Lors d’un dîner bourgeois, Marie souriante en robe noire répond à un homme qui lui fait des avances galamment. Elle évoque Jean, son mari, au présent. Ses amis autour de la table la regardent, gênés. Marie continue de plus belle. L’homme la raccompagne, l’embrasse furtivement. Marie l’éconduit puisqu’elle est mariée. Elle ouvre la porte de son appartement où l’attend Jean, fantôme paisible et rassurant, à qui Marie raconte tendrement sa soirée.

Sous le sable Rampling et Cremer face à l'ocean

L’univers de Marie est devenu double. Il y a l’extérieur, pour qui Jean est mort, noyé disparu. Il y a Marie dans son intérieur, où Jean l’attend et l’écoute, paisible et fidèle. Mais cette cloison en apparence étanche et douce commence à s’effriter. L’image d’un nageur dans une piscine, un jeune sauveteur des Landes croisé à Paris, une carte bleue refusée qui annonce les problèmes financiers : le monde du dehors envoient des signes hostiles. Dehors aussi attend Vincent, l’homme du dîner, qui désire trop vite prendre la place de Jean. Marie est alors emportée dans un tourbillon paradoxal entre la réalité et le fantasme qui bouscule, écartèle son existence et la déstabilise. Il suffira d’une visite anodine chez le médecin de famille qui poussera Marie (comme on force quelqu’un à se réveiller d’un sommeil profond) à re-découvrir un Jean qu’elle ne connaissait pas vraiment et qui lui semble peu à peu aussi mystérieux que les circonstances de sa mort.

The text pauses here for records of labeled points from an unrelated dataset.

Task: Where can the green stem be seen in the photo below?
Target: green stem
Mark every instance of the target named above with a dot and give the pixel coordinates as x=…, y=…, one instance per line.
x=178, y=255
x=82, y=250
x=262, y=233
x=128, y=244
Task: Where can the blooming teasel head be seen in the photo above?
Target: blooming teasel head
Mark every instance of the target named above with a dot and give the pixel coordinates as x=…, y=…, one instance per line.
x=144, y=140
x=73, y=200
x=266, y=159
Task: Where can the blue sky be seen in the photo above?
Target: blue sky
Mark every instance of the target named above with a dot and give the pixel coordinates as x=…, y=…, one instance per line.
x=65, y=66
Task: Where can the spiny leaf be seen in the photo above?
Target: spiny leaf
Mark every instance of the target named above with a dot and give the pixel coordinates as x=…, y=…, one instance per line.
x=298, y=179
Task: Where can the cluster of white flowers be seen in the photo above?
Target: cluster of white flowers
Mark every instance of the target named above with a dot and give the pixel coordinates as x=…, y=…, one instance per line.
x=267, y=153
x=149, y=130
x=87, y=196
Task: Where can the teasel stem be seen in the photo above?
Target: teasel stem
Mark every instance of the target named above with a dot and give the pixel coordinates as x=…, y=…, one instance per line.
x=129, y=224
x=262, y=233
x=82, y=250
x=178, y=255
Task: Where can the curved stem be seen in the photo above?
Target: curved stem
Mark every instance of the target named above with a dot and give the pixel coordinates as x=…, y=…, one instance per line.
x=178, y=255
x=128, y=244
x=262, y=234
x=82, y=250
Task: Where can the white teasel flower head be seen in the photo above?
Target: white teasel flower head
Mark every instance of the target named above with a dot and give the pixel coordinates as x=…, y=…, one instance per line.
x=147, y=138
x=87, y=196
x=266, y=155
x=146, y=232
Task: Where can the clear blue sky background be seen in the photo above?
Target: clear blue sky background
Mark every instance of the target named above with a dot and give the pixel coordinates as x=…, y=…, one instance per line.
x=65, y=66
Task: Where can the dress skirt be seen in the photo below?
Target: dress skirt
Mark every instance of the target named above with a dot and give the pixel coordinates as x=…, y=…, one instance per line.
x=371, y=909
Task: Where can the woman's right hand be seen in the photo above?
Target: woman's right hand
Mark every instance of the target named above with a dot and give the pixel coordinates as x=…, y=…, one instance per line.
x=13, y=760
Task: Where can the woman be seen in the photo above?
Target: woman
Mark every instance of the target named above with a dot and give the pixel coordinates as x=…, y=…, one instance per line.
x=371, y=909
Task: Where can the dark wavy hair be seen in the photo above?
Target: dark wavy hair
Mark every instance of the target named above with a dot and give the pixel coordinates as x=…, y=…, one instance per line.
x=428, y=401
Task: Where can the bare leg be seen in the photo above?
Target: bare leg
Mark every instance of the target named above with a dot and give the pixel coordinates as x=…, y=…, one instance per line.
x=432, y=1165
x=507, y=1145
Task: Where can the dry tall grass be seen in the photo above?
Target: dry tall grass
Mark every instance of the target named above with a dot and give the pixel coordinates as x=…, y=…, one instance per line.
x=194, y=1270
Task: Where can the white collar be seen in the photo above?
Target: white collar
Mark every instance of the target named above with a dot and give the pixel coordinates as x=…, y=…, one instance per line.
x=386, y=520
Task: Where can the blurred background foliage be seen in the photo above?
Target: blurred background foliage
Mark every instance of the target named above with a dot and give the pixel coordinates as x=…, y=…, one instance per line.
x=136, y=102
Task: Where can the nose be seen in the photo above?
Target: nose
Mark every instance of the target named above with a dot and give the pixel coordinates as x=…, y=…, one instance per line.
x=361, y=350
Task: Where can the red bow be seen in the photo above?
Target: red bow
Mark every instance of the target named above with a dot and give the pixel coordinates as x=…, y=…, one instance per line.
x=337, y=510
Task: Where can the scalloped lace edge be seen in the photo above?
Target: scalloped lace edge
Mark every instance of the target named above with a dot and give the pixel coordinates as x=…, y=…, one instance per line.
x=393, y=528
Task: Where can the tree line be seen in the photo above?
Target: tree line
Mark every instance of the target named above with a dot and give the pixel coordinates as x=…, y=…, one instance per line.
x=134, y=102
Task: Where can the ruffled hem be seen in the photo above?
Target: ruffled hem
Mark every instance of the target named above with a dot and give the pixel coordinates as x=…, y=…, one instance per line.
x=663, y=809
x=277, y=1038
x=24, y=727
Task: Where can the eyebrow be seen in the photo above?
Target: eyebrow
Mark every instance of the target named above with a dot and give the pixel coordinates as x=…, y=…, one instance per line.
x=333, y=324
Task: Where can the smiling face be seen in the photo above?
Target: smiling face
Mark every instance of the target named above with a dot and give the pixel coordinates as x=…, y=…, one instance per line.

De la disparition de Jean jusqu’à la découverte de son corps, Marie flotte entre un imaginaire salutaire et les circonstances implacables de la vie réelle. Dans ces courants contraires, François Ozon entraîne son film à priori très simples vers des zones étranges et complexes ponctuées de moments drôles, cruels et poétiques : un éclat de rire nerveux pendant une relation sexuelle, un face à face comme une mise à mort entre belle-fille et belle-mère, un instant de grâce dans un supermarché où la voix de Barbara murmure Quel joli temps pour se dire au revoir

Sous le sable, mis en scène par un réalisateur de trente-trois ans qui révèle une acuité humaine sidérante, est un film rare et universel dont les images empruntent le rythme abstrait du temps suspendu par le deuil et le chagrin. Une œuvre, un cinéaste et une actrice réunis dans un rêve baigné de folie ordinaire où sommeille un fantôme énigmatique à la force tranquille.